RECEITA DE COSTELAS DE PORCO AO MOLHO DE RAPADURA (crônica culinária)

Pegue um sábado, um sábado inteiro, livre de preocupações e de ressaca – este ingrediente é importante, mas não é essencial.

Acorde de um sono bom, suba numa moto – pode ser de carro, mas de moto é mais gostoso – e vá às compras, de preferência num mercadão, no meio do povo. Aqui em Recife, gosto de ir ao Mercado de São José.

Compre (pra duas pessoas normais): 1) um quilo de costelas de porco.
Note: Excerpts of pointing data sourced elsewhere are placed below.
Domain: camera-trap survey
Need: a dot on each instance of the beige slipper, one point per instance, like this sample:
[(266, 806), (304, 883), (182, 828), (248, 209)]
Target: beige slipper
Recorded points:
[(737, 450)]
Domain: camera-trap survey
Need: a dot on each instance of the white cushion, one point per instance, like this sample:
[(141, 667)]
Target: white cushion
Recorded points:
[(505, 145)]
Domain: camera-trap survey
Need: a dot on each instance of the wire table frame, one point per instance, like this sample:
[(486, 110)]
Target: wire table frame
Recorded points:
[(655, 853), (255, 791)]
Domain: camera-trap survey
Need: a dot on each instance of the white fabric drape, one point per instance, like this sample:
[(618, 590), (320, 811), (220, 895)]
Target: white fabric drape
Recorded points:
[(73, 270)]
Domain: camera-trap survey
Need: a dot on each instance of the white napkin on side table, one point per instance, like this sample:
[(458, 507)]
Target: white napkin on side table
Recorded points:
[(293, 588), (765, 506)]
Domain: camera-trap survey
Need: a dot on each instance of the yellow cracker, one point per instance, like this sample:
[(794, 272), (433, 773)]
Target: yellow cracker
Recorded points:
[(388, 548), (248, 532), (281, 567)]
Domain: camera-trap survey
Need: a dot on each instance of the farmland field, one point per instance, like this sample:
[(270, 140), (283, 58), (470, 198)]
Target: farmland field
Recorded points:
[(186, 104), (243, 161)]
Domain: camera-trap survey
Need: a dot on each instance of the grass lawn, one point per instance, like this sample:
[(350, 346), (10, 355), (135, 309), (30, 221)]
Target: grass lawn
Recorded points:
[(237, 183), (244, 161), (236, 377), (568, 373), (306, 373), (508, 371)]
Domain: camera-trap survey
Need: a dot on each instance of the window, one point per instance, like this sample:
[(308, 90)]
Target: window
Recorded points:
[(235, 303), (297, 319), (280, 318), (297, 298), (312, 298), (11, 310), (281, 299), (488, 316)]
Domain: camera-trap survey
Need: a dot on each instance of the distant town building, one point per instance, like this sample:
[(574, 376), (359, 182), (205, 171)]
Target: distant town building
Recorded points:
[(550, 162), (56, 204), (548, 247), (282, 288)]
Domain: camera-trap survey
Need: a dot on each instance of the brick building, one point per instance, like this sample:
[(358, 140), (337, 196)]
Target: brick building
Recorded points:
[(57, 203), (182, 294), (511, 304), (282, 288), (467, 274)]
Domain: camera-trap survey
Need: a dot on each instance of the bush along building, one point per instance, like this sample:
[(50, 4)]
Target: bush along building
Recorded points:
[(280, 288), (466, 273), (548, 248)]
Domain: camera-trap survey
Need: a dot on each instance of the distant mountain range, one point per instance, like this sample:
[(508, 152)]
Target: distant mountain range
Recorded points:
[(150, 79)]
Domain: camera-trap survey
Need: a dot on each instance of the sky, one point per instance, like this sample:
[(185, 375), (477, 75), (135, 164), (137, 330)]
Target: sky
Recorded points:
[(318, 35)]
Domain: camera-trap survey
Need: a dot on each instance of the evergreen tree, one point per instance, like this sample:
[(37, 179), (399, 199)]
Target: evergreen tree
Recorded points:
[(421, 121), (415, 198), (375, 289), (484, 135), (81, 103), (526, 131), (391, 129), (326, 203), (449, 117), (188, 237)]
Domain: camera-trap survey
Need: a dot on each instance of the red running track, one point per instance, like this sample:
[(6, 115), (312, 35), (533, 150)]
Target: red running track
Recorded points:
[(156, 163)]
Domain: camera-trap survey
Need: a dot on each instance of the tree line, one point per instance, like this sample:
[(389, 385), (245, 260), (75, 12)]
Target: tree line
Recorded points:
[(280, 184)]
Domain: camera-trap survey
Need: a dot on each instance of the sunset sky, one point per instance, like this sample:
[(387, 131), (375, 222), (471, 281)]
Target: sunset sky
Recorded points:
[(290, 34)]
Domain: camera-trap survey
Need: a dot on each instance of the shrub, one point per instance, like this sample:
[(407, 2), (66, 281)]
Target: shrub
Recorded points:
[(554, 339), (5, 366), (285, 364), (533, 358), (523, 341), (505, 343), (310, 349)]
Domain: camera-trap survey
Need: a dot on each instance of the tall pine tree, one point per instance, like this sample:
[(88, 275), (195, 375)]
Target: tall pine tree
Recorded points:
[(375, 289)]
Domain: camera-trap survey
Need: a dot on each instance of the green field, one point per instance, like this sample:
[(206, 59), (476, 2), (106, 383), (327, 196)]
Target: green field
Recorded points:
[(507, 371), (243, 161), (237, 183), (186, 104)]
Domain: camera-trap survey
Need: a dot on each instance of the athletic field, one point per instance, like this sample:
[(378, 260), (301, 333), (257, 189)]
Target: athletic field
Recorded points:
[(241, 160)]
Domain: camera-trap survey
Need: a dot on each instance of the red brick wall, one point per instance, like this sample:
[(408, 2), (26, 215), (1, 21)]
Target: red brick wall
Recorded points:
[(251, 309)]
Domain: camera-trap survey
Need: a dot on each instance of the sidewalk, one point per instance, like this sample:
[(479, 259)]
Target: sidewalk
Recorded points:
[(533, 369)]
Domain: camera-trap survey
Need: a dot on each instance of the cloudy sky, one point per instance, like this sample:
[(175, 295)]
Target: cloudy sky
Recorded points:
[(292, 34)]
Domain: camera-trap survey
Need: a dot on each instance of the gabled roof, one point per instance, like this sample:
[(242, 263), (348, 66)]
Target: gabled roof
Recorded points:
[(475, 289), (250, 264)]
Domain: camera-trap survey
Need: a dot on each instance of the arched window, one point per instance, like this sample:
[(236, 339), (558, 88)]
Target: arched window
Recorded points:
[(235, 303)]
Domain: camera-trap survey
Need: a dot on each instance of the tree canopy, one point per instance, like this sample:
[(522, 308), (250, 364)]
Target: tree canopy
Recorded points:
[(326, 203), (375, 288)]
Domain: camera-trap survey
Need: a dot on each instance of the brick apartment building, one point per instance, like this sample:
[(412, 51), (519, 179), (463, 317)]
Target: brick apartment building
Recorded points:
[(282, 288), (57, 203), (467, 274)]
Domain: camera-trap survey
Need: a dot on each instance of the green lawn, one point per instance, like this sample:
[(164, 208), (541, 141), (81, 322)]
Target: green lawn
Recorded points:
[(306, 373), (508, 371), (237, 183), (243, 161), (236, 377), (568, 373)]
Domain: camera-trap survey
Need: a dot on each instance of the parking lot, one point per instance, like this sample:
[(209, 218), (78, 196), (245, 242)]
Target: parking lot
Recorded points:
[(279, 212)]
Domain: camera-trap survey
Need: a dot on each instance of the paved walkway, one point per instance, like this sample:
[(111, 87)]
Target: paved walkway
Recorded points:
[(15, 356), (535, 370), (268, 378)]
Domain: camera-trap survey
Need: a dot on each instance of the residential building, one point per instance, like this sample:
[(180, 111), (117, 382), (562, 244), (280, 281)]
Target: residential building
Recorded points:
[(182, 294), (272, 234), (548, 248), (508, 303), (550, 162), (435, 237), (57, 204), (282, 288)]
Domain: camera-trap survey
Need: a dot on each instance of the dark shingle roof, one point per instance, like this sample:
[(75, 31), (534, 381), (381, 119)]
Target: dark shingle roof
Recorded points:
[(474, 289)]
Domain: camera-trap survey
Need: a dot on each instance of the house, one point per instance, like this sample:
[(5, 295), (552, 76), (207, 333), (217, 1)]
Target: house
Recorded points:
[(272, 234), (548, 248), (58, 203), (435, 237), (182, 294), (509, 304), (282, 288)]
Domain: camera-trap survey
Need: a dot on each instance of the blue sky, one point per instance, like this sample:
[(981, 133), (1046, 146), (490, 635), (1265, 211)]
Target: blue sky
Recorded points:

Pode ser da mais gorda, com pele e tudo (eu prefiro), ou daquelas mais chiques, a vácuo, de um porco criado por vó; 2) uma pedra de rapadura da purinha, sem coco, castanhas nem outra mistura; 3) um “mói” de alecrim fresco; 4) uma cabeça de alho; 5) uma garrafinha de molho shoyo – pode ser da mais vagabunda que tem; 6) um tiquinho de orégano; 7) azeite – do bom é melhor, mas, se não der, pelo menos evite o “óleo composto”; 9) vinagre, e 10) o demais, conforme seus maus costumes: cachaça, cerveja, uísque, cigarros etc.

Fora o item “10”, você não gasta mais que trinta reais, se bater pé direitinho.

Pois bem.

Volte pra casa, sentindo (se de moto) o vento bom refrescar o calor.

Deixe as compras em cima da mesa e tome uma ducha fria: banho quente corta o clima dessa receita!

Volte, buchinho de fora, usando só chinelos e aquela bermuda esculhambada de jogar bola, mas atente: ela deve estar limpa e cheirosa, que roupa velha, quando lavada, é a coisa mais gostosa que há pra vestir.

Ligue o som, volume discreto. Pra começar eu recomendo Bossa Nova, ou um samba de qualidade, mas aveludado: Jorge Aragão, Paulinho da Viola e afins.

Estale os dedos, pegue um copo de bebida, dê um saravá e se prepare pro trabalho.

Se fumar, acenda um cigarro.

Se sua mulher ainda estiver dormindo, antes da bebida e depois do banho, beije-a na testa; se acordada, beijinho na boca. Se você não tiver mulher, esta receita não tem graça; passe-a a quem tenha uma.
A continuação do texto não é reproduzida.